Unlike most small GTPases which are active in their GTP-bound state, RRAGC is in its active form when GDP-bound. Specifically, when GDP-bound RRAGC forms a complex with GTP-bound RagA/RRAGA (or RagB/RRAGB), it is in its active form. Conversely, when GTP-bound RRAGC heterodimerizes with GDP-bound RagA/RRAGA (or RagB/RRAGB), it is in an inactive form .

How should I select the appropriate RRAGC antibody for my specific research application?

When selecting an RRAGC antibody, consider these methodological factors:

• Application compatibility: Determine whether the antibody has been validated for your specific application (WB, IHC, IP).

• Epitope location: For studying specific domains or post-translational modifications, select antibodies targeting relevant regions:

  • N-terminal region (aa 1-250): Suitable for studying GTP/GDP binding domains

  • C-terminal region (aa 300 to C-terminus): Better for studying protein interactions

• Species reactivity: Verify compatibility with your experimental model (human, mouse, etc.)

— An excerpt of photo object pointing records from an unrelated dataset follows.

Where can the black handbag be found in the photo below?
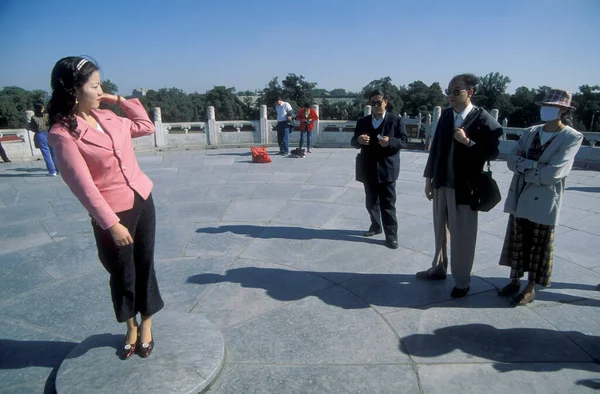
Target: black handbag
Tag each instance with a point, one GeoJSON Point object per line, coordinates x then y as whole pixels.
{"type": "Point", "coordinates": [359, 167]}
{"type": "Point", "coordinates": [484, 191]}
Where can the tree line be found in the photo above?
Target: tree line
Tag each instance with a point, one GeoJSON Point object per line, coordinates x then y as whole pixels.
{"type": "Point", "coordinates": [519, 108]}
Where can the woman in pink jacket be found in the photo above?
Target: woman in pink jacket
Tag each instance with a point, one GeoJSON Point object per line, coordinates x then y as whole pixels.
{"type": "Point", "coordinates": [95, 154]}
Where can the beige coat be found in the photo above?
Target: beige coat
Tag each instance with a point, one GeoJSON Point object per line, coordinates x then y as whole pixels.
{"type": "Point", "coordinates": [536, 192]}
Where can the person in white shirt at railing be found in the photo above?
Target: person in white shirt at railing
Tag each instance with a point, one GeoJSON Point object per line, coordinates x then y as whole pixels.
{"type": "Point", "coordinates": [285, 113]}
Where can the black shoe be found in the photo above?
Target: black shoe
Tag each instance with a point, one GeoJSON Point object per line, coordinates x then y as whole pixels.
{"type": "Point", "coordinates": [510, 289]}
{"type": "Point", "coordinates": [430, 275]}
{"type": "Point", "coordinates": [459, 293]}
{"type": "Point", "coordinates": [371, 233]}
{"type": "Point", "coordinates": [521, 299]}
{"type": "Point", "coordinates": [391, 243]}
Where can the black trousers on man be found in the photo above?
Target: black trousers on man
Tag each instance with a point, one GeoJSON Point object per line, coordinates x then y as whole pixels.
{"type": "Point", "coordinates": [380, 201]}
{"type": "Point", "coordinates": [133, 283]}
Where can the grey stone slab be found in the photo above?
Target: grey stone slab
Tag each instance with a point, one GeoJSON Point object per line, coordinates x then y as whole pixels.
{"type": "Point", "coordinates": [208, 179]}
{"type": "Point", "coordinates": [301, 333]}
{"type": "Point", "coordinates": [280, 191]}
{"type": "Point", "coordinates": [577, 246]}
{"type": "Point", "coordinates": [392, 286]}
{"type": "Point", "coordinates": [577, 320]}
{"type": "Point", "coordinates": [170, 368]}
{"type": "Point", "coordinates": [176, 279]}
{"type": "Point", "coordinates": [73, 308]}
{"type": "Point", "coordinates": [19, 274]}
{"type": "Point", "coordinates": [28, 357]}
{"type": "Point", "coordinates": [479, 329]}
{"type": "Point", "coordinates": [306, 213]}
{"type": "Point", "coordinates": [253, 210]}
{"type": "Point", "coordinates": [25, 212]}
{"type": "Point", "coordinates": [203, 211]}
{"type": "Point", "coordinates": [251, 288]}
{"type": "Point", "coordinates": [171, 240]}
{"type": "Point", "coordinates": [289, 177]}
{"type": "Point", "coordinates": [329, 179]}
{"type": "Point", "coordinates": [222, 239]}
{"type": "Point", "coordinates": [348, 219]}
{"type": "Point", "coordinates": [296, 379]}
{"type": "Point", "coordinates": [590, 223]}
{"type": "Point", "coordinates": [68, 258]}
{"type": "Point", "coordinates": [580, 200]}
{"type": "Point", "coordinates": [354, 197]}
{"type": "Point", "coordinates": [235, 169]}
{"type": "Point", "coordinates": [318, 193]}
{"type": "Point", "coordinates": [229, 192]}
{"type": "Point", "coordinates": [177, 194]}
{"type": "Point", "coordinates": [69, 210]}
{"type": "Point", "coordinates": [510, 378]}
{"type": "Point", "coordinates": [20, 236]}
{"type": "Point", "coordinates": [236, 179]}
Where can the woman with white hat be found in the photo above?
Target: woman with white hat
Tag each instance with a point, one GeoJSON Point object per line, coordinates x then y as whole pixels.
{"type": "Point", "coordinates": [541, 162]}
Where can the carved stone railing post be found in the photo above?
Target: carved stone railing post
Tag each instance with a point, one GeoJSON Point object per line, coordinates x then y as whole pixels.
{"type": "Point", "coordinates": [437, 113]}
{"type": "Point", "coordinates": [160, 135]}
{"type": "Point", "coordinates": [494, 114]}
{"type": "Point", "coordinates": [211, 127]}
{"type": "Point", "coordinates": [30, 134]}
{"type": "Point", "coordinates": [264, 125]}
{"type": "Point", "coordinates": [316, 137]}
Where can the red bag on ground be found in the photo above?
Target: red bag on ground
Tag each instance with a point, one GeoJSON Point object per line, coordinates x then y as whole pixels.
{"type": "Point", "coordinates": [260, 155]}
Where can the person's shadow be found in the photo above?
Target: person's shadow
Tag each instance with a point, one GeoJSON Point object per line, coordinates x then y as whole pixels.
{"type": "Point", "coordinates": [290, 232]}
{"type": "Point", "coordinates": [528, 349]}
{"type": "Point", "coordinates": [366, 289]}
{"type": "Point", "coordinates": [50, 354]}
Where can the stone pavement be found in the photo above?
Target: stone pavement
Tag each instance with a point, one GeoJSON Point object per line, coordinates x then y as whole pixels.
{"type": "Point", "coordinates": [271, 255]}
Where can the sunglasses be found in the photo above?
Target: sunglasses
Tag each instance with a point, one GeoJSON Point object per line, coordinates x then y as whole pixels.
{"type": "Point", "coordinates": [456, 92]}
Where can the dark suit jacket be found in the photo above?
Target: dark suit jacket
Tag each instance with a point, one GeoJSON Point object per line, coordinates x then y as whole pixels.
{"type": "Point", "coordinates": [381, 163]}
{"type": "Point", "coordinates": [482, 129]}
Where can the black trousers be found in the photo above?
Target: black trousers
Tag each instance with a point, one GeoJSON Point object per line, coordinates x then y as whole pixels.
{"type": "Point", "coordinates": [3, 154]}
{"type": "Point", "coordinates": [380, 201]}
{"type": "Point", "coordinates": [133, 284]}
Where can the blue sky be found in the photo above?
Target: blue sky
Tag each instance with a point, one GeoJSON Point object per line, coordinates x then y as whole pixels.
{"type": "Point", "coordinates": [195, 45]}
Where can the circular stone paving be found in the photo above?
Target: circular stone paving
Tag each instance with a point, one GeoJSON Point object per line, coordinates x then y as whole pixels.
{"type": "Point", "coordinates": [183, 361]}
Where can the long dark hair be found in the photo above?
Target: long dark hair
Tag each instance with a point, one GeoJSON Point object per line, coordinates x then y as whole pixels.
{"type": "Point", "coordinates": [68, 74]}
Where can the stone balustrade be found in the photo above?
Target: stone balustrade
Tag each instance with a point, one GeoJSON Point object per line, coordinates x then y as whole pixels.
{"type": "Point", "coordinates": [237, 133]}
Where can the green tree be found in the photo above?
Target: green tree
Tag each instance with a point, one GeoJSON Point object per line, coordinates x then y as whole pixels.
{"type": "Point", "coordinates": [490, 93]}
{"type": "Point", "coordinates": [297, 90]}
{"type": "Point", "coordinates": [109, 87]}
{"type": "Point", "coordinates": [385, 86]}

• Validation data: Review existing validation data, including published literature citing the antibody

Remember to validate the antibody in your specific experimental system by including appropriate controls .

How can I successfully use RRAGC antibodies for immunoprecipitation studies?

For effective immunoprecipitation (IP) of RRAGC, implement this methodological approach:

• Antibody selection: Use an antibody validated for IP applications, such as ab226199, which has been specifically validated for immunoprecipitation of RRAGC .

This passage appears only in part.